Nissan has their e-power drivetrain, but it’s strangely stunted: it doesn’t allow direct electrical charging (although I assume that’s not difficult to add, and that they will eventually add it). It’s available in the UK and Australia, but not in the US.
Hybrid sales have been accelerating in the US recently, as BEV sales have flattened – when EREV technology gives hybrids a material leap in specifications with very few compromises, I expect them to dominate the US market, and indeed any market where high speed charging networks are sub-scale. For developed city-states like Singapore and Hong Kong, where the concept of road trips is non-existent, range anxiety is a low priority, and EREVs lose their attractiveness.
In the West, I think the first move will be to introduce EREVs for luxury cars with relatively high price points, but eventually EREV technology will penetrate deeply into the primary hybrid market where price, fuel efficiency, and basic functionality are the determining factors. I expect ICE-drive PHEVs to disappear, because EREV specs are far superior for dual power functionality.
According to the IEA, 95% of the 14 million BEVs sold in 2023 were in the US, Europe, and China; this implies the paltry figure of 0.7 million BEVs for the entire rest of the world. Although this number has certainly increased since 2023, sales are likely to be concentrated in developed Asia (Japan, Australia, Korea, Taiwan, Hong Kong, Singapore). The issue with the rest of the (emerging) world is that there is naturally strong resistance to invest in a country-wide charging network – so for vast countries like India, Brazil, Argentina, et al, the path to EREV adoption is far more appealing than BEVs.
Toyota vs Tesla: who flinches first?
EREVs split the difference between Toyota, the King of economic ICE and ICE-hybrid vehicles, and Tesla, the Elon of BEVs. Since EREVs require an ICE charger, Toyota’s small displacement engine technology could theoretically be used to develop better and more efficient ICE chargers, whereas Tesla would have to develop it themselves, or buy it from a partner. My gut feeling is that Toyota is more likely to make the jump, especially because of their BYD partnership, whereas Tesla is both more wedded to the pure green narrative of the BEV, even if it’s only viable in countries which are wealthy enough, or small enough, that they can build out substantial charging networks in a short amount of time.
Final thoughts
From both the consumer and climate change perspectives, the EREV concept is the best practical alternative, with few compromises. But consumers in the West is still insensitive to this development because EREVs have never been available in their full blown glory, because of trade friction with China.

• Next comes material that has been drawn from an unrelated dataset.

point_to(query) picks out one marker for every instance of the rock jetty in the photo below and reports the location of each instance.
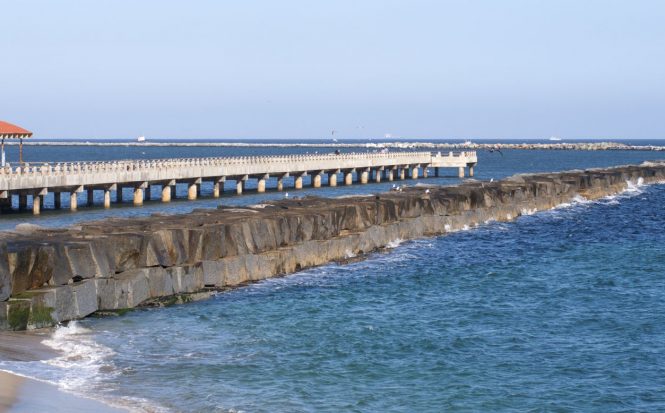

Eventually Chinese-spec EREVs will become common in the West, starting out situated at the high end, rather than in the high efficiency low-cost hybrid space, where the technology should thrive in comparison to the dominant ICE-primary hybrids, and where it has the most potential impact for climate change. Most consumers care about being green, but aren’t willing to make large sacrifices in order to do so – EREVs provide a viable solution by having great specifications, with no major compromises.
I can’t wait to see high spec EREVs become widely available.